Moments such as when Archduke Franz Ferdinand or John F. Kennedy got shot are oft considered so significant a fork in the road that people expend pages imagining alternate histories. I can’t help thinking that today we are at just such a moment. Consider this quote from the New York Times article that appeared as part of the PR campaign around Google’s plan to scan the collections of some of the major libraries.

“Within two decades, most of the world’s knowledge will be digitized and available, one hopes for free reading on the Internet, just as there is free reading in libraries today,” said Michael A. Keller, Stanford University’s head librarian.

Can you see what’s horribly wrong with that sentence?

The steward of one of the worlds richest repositories of human knowledge says “one hopes for free.” In effect he’s saying that no, the deal does not assure that.

I would love to be convinced that these librarians didn’t do what I think they did, but it looks to me like they just sold their collections to Google for cheap. It appears that they taken the public good that they, their predecessors, their donors, and their institutions, all of mankind have labored to create and assemble over the millennium and handed it over into private ownership.

I’m sure that the folks at Google are the nicest people, but that knowledge is mankind’s, and it shouldn’t be a matter of “hope” that it be available for free. If there is one lesson that open source has taught us it’s that it is surprisingly easy to capture a public good by the adding of the smallest bits of technology.

If my fears are well founded then this is a very black day in mankind’s history.

0 thoughts on “Capture the Commons

  1. Ducky Sherwood

    Um. But the material in the libraries isn’t free either. As a member of the general public, I am not allowed to check books out of Stanford’s libraries. I’m not even allowed to enter their main library. If I pay them $500 per year, then I will be allowed to read and check out their books. (Or if I give them tuition of many thousands of dollars per year, I will be able to see and check out their books.) That’s hardly free.

    The US is also quite unusual in its tradition of public libraries. I just heard someone tell me that Ghana has exactly one public library. I’ve heard that in Italy, you pay a fee to join a private library, in the same way that in the US you join Blockbuster or Netflix.
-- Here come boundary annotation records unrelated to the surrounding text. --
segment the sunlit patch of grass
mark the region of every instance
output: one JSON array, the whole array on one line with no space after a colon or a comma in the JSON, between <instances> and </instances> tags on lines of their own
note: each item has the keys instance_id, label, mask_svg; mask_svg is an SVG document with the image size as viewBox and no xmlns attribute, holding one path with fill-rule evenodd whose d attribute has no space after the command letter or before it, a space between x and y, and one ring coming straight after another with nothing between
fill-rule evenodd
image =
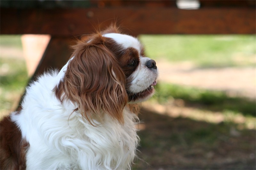
<instances>
[{"instance_id":1,"label":"sunlit patch of grass","mask_svg":"<svg viewBox=\"0 0 256 170\"><path fill-rule=\"evenodd\" d=\"M254 66L255 35L141 35L146 55L201 68Z\"/></svg>"},{"instance_id":2,"label":"sunlit patch of grass","mask_svg":"<svg viewBox=\"0 0 256 170\"><path fill-rule=\"evenodd\" d=\"M224 92L204 90L160 83L156 87L153 99L164 103L172 98L183 100L186 106L194 106L214 111L230 111L255 116L255 101L241 97L228 96Z\"/></svg>"},{"instance_id":3,"label":"sunlit patch of grass","mask_svg":"<svg viewBox=\"0 0 256 170\"><path fill-rule=\"evenodd\" d=\"M0 112L5 115L16 109L28 78L22 59L1 58L0 70Z\"/></svg>"}]
</instances>

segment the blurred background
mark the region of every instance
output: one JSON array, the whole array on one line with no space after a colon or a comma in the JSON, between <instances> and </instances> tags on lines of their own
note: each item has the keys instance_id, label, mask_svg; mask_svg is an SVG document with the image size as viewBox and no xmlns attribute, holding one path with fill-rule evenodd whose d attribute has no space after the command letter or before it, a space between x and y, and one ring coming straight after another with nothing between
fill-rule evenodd
<instances>
[{"instance_id":1,"label":"blurred background","mask_svg":"<svg viewBox=\"0 0 256 170\"><path fill-rule=\"evenodd\" d=\"M180 9L198 9L198 1L191 1ZM7 34L0 35L1 117L16 109L52 38ZM159 77L156 94L142 104L133 169L255 169L255 33L138 38Z\"/></svg>"}]
</instances>

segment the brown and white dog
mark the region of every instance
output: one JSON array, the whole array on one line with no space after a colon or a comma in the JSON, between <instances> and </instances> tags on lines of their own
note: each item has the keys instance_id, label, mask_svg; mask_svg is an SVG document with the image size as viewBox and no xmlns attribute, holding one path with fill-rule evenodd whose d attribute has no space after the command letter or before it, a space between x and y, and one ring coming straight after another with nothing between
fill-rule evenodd
<instances>
[{"instance_id":1,"label":"brown and white dog","mask_svg":"<svg viewBox=\"0 0 256 170\"><path fill-rule=\"evenodd\" d=\"M115 25L74 48L1 122L1 169L131 168L139 140L134 104L153 94L156 63Z\"/></svg>"}]
</instances>

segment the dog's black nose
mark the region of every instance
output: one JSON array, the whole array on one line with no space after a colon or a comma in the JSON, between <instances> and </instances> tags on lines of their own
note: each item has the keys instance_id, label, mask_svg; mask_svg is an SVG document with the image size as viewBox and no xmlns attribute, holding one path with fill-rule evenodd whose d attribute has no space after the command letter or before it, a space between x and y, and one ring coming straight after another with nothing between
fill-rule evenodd
<instances>
[{"instance_id":1,"label":"dog's black nose","mask_svg":"<svg viewBox=\"0 0 256 170\"><path fill-rule=\"evenodd\" d=\"M146 63L146 66L149 68L153 68L155 69L156 69L156 62L153 60L150 60L148 61Z\"/></svg>"}]
</instances>

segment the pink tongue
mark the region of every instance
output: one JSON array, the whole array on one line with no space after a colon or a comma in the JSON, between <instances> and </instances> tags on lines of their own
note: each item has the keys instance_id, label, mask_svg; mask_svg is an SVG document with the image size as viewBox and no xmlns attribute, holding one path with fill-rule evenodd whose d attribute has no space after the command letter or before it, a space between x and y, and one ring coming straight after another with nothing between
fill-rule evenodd
<instances>
[{"instance_id":1,"label":"pink tongue","mask_svg":"<svg viewBox=\"0 0 256 170\"><path fill-rule=\"evenodd\" d=\"M156 85L156 81L154 81L151 85Z\"/></svg>"}]
</instances>

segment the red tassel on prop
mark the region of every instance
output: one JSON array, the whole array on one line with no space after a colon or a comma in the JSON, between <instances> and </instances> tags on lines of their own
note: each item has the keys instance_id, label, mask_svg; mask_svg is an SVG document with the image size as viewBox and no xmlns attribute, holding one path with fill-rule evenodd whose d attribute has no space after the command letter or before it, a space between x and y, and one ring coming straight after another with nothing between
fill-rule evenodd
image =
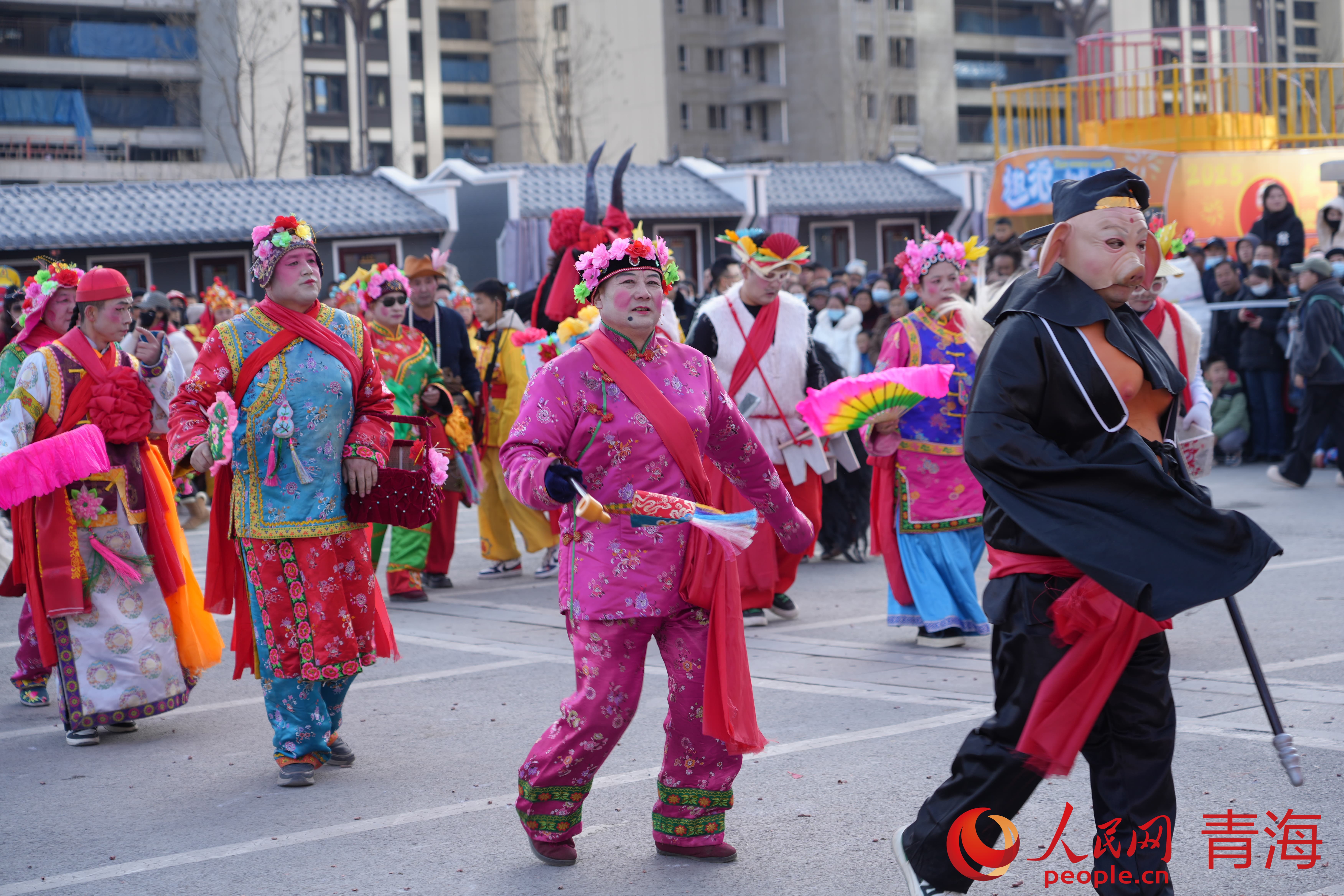
<instances>
[{"instance_id":1,"label":"red tassel on prop","mask_svg":"<svg viewBox=\"0 0 1344 896\"><path fill-rule=\"evenodd\" d=\"M262 480L262 485L280 485L280 480L276 477L276 437L270 437L270 454L266 457L266 478Z\"/></svg>"}]
</instances>

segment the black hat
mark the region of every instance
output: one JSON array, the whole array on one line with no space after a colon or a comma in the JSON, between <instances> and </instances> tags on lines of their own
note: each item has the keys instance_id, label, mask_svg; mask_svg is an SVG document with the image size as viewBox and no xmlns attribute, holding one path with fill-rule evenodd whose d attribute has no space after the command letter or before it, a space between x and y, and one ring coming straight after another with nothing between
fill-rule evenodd
<instances>
[{"instance_id":1,"label":"black hat","mask_svg":"<svg viewBox=\"0 0 1344 896\"><path fill-rule=\"evenodd\" d=\"M1051 188L1055 220L1021 235L1028 249L1050 235L1055 224L1098 208L1148 208L1148 184L1128 168L1111 168L1085 180L1056 180Z\"/></svg>"}]
</instances>

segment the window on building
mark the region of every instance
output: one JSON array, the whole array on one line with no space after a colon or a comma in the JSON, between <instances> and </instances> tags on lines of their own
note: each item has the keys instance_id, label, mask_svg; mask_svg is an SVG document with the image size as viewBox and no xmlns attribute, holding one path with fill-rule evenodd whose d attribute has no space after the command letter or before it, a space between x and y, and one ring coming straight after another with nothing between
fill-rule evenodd
<instances>
[{"instance_id":1,"label":"window on building","mask_svg":"<svg viewBox=\"0 0 1344 896\"><path fill-rule=\"evenodd\" d=\"M491 124L489 97L444 97L444 125L448 128L485 128ZM461 159L461 156L453 156Z\"/></svg>"},{"instance_id":2,"label":"window on building","mask_svg":"<svg viewBox=\"0 0 1344 896\"><path fill-rule=\"evenodd\" d=\"M489 40L489 16L484 9L439 9L438 36L444 40Z\"/></svg>"},{"instance_id":3,"label":"window on building","mask_svg":"<svg viewBox=\"0 0 1344 896\"><path fill-rule=\"evenodd\" d=\"M348 175L349 144L308 144L308 173Z\"/></svg>"},{"instance_id":4,"label":"window on building","mask_svg":"<svg viewBox=\"0 0 1344 896\"><path fill-rule=\"evenodd\" d=\"M919 124L915 113L915 95L913 93L902 93L891 98L891 124Z\"/></svg>"},{"instance_id":5,"label":"window on building","mask_svg":"<svg viewBox=\"0 0 1344 896\"><path fill-rule=\"evenodd\" d=\"M887 38L887 64L892 69L914 69L915 39Z\"/></svg>"},{"instance_id":6,"label":"window on building","mask_svg":"<svg viewBox=\"0 0 1344 896\"><path fill-rule=\"evenodd\" d=\"M387 168L392 164L392 144L368 144L368 164Z\"/></svg>"},{"instance_id":7,"label":"window on building","mask_svg":"<svg viewBox=\"0 0 1344 896\"><path fill-rule=\"evenodd\" d=\"M1064 36L1064 23L1055 7L1030 0L956 0L953 21L956 30L964 34Z\"/></svg>"},{"instance_id":8,"label":"window on building","mask_svg":"<svg viewBox=\"0 0 1344 896\"><path fill-rule=\"evenodd\" d=\"M847 224L813 224L812 261L831 270L841 270L849 263L849 227Z\"/></svg>"},{"instance_id":9,"label":"window on building","mask_svg":"<svg viewBox=\"0 0 1344 896\"><path fill-rule=\"evenodd\" d=\"M491 58L477 52L445 52L438 62L439 78L452 82L491 82Z\"/></svg>"},{"instance_id":10,"label":"window on building","mask_svg":"<svg viewBox=\"0 0 1344 896\"><path fill-rule=\"evenodd\" d=\"M304 111L317 116L344 113L344 75L304 75Z\"/></svg>"},{"instance_id":11,"label":"window on building","mask_svg":"<svg viewBox=\"0 0 1344 896\"><path fill-rule=\"evenodd\" d=\"M493 140L445 140L444 159L465 159L484 165L495 160Z\"/></svg>"},{"instance_id":12,"label":"window on building","mask_svg":"<svg viewBox=\"0 0 1344 896\"><path fill-rule=\"evenodd\" d=\"M386 75L368 75L368 107L390 109L392 106L392 82Z\"/></svg>"},{"instance_id":13,"label":"window on building","mask_svg":"<svg viewBox=\"0 0 1344 896\"><path fill-rule=\"evenodd\" d=\"M298 11L298 32L306 44L339 46L345 43L345 13L340 9Z\"/></svg>"},{"instance_id":14,"label":"window on building","mask_svg":"<svg viewBox=\"0 0 1344 896\"><path fill-rule=\"evenodd\" d=\"M425 40L419 31L411 31L406 35L406 43L411 51L411 81L419 81L425 77Z\"/></svg>"}]
</instances>

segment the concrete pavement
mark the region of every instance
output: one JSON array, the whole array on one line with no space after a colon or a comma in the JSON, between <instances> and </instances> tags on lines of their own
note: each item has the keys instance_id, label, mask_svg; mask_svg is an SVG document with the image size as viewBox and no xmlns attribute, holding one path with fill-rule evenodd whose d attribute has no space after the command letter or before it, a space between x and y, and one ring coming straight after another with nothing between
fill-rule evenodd
<instances>
[{"instance_id":1,"label":"concrete pavement","mask_svg":"<svg viewBox=\"0 0 1344 896\"><path fill-rule=\"evenodd\" d=\"M1344 489L1333 472L1285 490L1262 466L1206 480L1285 547L1241 596L1285 724L1298 739L1306 786L1278 766L1263 711L1220 603L1169 633L1180 735L1180 817L1172 873L1180 893L1296 896L1344 881ZM792 591L802 614L749 630L765 754L745 762L727 838L731 865L653 853L648 813L661 756L661 660L650 653L641 713L603 767L585 809L579 862L531 857L512 810L516 768L573 686L555 584L528 576L481 584L474 513L464 512L452 576L427 604L394 607L403 658L360 676L343 735L359 759L324 768L314 787L276 787L270 729L255 681L207 673L184 709L66 747L56 713L0 700L4 815L0 896L65 893L896 893L890 837L933 786L976 720L988 715L988 638L965 649L914 646L888 629L879 562L804 566ZM192 533L204 571L204 535ZM1124 549L1124 545L1117 545ZM985 570L981 570L981 576ZM0 602L3 668L17 600ZM227 621L220 622L228 633ZM1047 892L1046 852L1064 805L1075 853L1094 833L1086 763L1048 780L1015 819L1023 850L1007 876L973 893ZM1259 827L1320 814L1322 860L1275 858L1258 834L1254 862L1207 868L1203 813L1257 813ZM1021 881L1019 884L1019 881ZM1048 892L1090 892L1054 884Z\"/></svg>"}]
</instances>

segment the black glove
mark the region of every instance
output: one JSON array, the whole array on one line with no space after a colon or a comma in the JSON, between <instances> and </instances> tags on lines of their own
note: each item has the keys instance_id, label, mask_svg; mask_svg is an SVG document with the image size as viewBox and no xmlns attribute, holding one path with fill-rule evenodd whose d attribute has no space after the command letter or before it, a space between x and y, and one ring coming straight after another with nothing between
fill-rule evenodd
<instances>
[{"instance_id":1,"label":"black glove","mask_svg":"<svg viewBox=\"0 0 1344 896\"><path fill-rule=\"evenodd\" d=\"M551 496L552 501L569 504L579 494L578 489L574 488L574 484L578 482L582 476L583 472L577 466L555 462L546 467L546 493Z\"/></svg>"}]
</instances>

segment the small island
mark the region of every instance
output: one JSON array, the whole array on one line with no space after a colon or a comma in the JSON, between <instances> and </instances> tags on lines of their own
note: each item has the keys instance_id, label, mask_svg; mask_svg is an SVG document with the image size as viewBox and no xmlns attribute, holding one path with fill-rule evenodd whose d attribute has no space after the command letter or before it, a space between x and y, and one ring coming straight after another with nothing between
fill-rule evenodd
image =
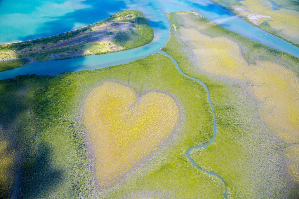
<instances>
[{"instance_id":1,"label":"small island","mask_svg":"<svg viewBox=\"0 0 299 199\"><path fill-rule=\"evenodd\" d=\"M33 62L99 55L150 43L154 30L142 13L123 10L64 33L0 45L0 72Z\"/></svg>"}]
</instances>

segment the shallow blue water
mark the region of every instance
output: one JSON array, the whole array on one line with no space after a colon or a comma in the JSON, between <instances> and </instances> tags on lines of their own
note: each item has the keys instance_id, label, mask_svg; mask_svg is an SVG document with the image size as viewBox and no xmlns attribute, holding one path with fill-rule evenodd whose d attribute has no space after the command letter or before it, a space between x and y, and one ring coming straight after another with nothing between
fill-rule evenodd
<instances>
[{"instance_id":1,"label":"shallow blue water","mask_svg":"<svg viewBox=\"0 0 299 199\"><path fill-rule=\"evenodd\" d=\"M0 42L26 40L58 34L103 19L122 9L143 12L154 29L150 44L125 51L30 64L0 73L0 79L19 75L54 75L64 71L93 70L132 61L157 52L168 38L165 13L193 10L224 27L248 38L299 57L299 48L254 26L211 1L154 0L0 1ZM79 25L78 24L81 24Z\"/></svg>"}]
</instances>

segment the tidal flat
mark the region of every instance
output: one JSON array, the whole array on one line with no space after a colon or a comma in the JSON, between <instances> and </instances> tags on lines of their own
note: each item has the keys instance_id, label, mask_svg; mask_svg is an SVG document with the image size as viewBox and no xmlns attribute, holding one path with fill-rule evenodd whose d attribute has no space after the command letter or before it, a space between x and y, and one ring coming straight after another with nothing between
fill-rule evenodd
<instances>
[{"instance_id":1,"label":"tidal flat","mask_svg":"<svg viewBox=\"0 0 299 199\"><path fill-rule=\"evenodd\" d=\"M179 128L169 141L114 186L101 190L86 146L92 143L84 139L87 130L79 113L86 91L111 81L140 96L157 92L171 96L181 113ZM206 91L179 73L167 56L156 54L126 64L55 76L19 76L0 85L2 140L20 152L15 160L20 166L18 197L223 197L223 183L193 167L186 155L188 149L213 136Z\"/></svg>"},{"instance_id":2,"label":"tidal flat","mask_svg":"<svg viewBox=\"0 0 299 199\"><path fill-rule=\"evenodd\" d=\"M70 32L0 45L0 72L29 63L132 49L148 44L153 38L153 30L141 12L123 10Z\"/></svg>"},{"instance_id":3,"label":"tidal flat","mask_svg":"<svg viewBox=\"0 0 299 199\"><path fill-rule=\"evenodd\" d=\"M298 1L263 0L212 0L264 30L299 47Z\"/></svg>"},{"instance_id":4,"label":"tidal flat","mask_svg":"<svg viewBox=\"0 0 299 199\"><path fill-rule=\"evenodd\" d=\"M216 115L214 143L192 158L222 178L228 197L297 197L298 160L286 157L298 139L298 59L195 12L168 16L173 27L162 50L207 84Z\"/></svg>"}]
</instances>

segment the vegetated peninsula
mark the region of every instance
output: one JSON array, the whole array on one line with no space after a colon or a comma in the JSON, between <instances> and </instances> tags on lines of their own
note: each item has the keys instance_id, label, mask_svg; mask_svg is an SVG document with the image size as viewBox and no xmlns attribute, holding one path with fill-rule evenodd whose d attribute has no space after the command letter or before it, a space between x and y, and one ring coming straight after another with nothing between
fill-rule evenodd
<instances>
[{"instance_id":1,"label":"vegetated peninsula","mask_svg":"<svg viewBox=\"0 0 299 199\"><path fill-rule=\"evenodd\" d=\"M70 32L1 45L0 72L33 62L131 49L148 44L153 38L153 30L141 12L123 10Z\"/></svg>"},{"instance_id":2,"label":"vegetated peninsula","mask_svg":"<svg viewBox=\"0 0 299 199\"><path fill-rule=\"evenodd\" d=\"M212 0L253 25L299 47L296 0Z\"/></svg>"}]
</instances>

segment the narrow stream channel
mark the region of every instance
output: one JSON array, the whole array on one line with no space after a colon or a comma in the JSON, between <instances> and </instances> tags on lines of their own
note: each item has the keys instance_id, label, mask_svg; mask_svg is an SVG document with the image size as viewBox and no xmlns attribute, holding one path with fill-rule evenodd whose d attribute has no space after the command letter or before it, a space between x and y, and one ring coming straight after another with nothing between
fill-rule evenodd
<instances>
[{"instance_id":1,"label":"narrow stream channel","mask_svg":"<svg viewBox=\"0 0 299 199\"><path fill-rule=\"evenodd\" d=\"M196 164L194 162L193 160L192 159L191 157L190 157L190 153L191 152L191 151L193 149L199 149L200 148L201 149L203 149L207 147L208 146L213 143L215 140L215 138L216 137L216 134L217 133L217 125L216 123L216 115L215 115L215 113L214 112L214 109L213 108L213 105L212 104L212 102L211 101L211 98L210 97L210 92L209 91L209 89L208 89L207 85L206 85L202 81L199 79L194 78L193 77L191 77L188 75L185 74L181 70L181 69L180 68L180 67L179 66L179 65L178 64L176 61L172 57L168 55L165 52L163 51L162 50L160 50L160 52L159 52L159 53L164 55L166 55L170 58L171 59L171 60L172 60L172 61L173 62L173 63L174 63L174 64L176 65L176 67L177 69L178 69L178 70L179 71L179 72L181 74L186 77L188 77L189 78L191 78L192 79L195 80L202 85L204 87L204 88L205 89L207 90L207 93L208 95L208 100L209 102L209 104L210 105L210 106L211 107L211 109L212 110L212 112L213 113L213 117L214 118L214 128L213 129L213 137L211 138L210 139L210 141L208 142L207 142L203 145L202 145L201 146L196 146L194 147L189 148L187 150L187 151L186 152L186 155L187 156L187 157L188 158L188 159L189 159L190 161L193 165L193 166L196 167L196 168L197 168L198 169L200 170L201 171L204 172L206 173L210 174L210 175L214 175L216 176L220 179L220 180L222 181L222 182L223 182L223 183L224 184L225 186L225 192L223 193L223 197L224 197L224 198L226 198L227 196L226 194L226 192L227 192L227 189L226 189L226 186L225 185L225 183L224 181L223 181L223 179L222 179L222 178L219 176L219 175L215 172L213 172L212 171L207 171L199 167L199 166L196 165Z\"/></svg>"}]
</instances>

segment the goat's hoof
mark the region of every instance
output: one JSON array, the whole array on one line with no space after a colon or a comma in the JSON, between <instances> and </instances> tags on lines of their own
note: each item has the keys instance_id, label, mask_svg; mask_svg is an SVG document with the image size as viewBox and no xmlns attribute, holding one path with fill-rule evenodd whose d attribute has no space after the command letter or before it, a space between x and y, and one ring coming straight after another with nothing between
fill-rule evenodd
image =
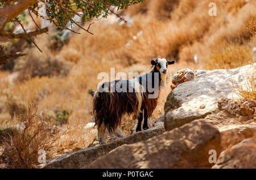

    Finally, I didn’t hear anything that said that the libraries would cease to own the books, so I don’t see how the public (for those libraries that are public) would lose their long-term access to the books the libraries are loaning out.

    I’m not worried.

  2. Rohit Gupta

    1. I agree with Ducky that libraries aren’t free either. I study at a nearby one (in Bombay we have MANY) and paid $10 for six months, which is perfectly feasible, and in fact, it makes sure that such a rich resource is available to me for research.

    2. The librarian is not savvy enough to get it. Replicating content is not buying it off. This is the paradigm shift in electronic documents – stealing does not make the original owner any poorer.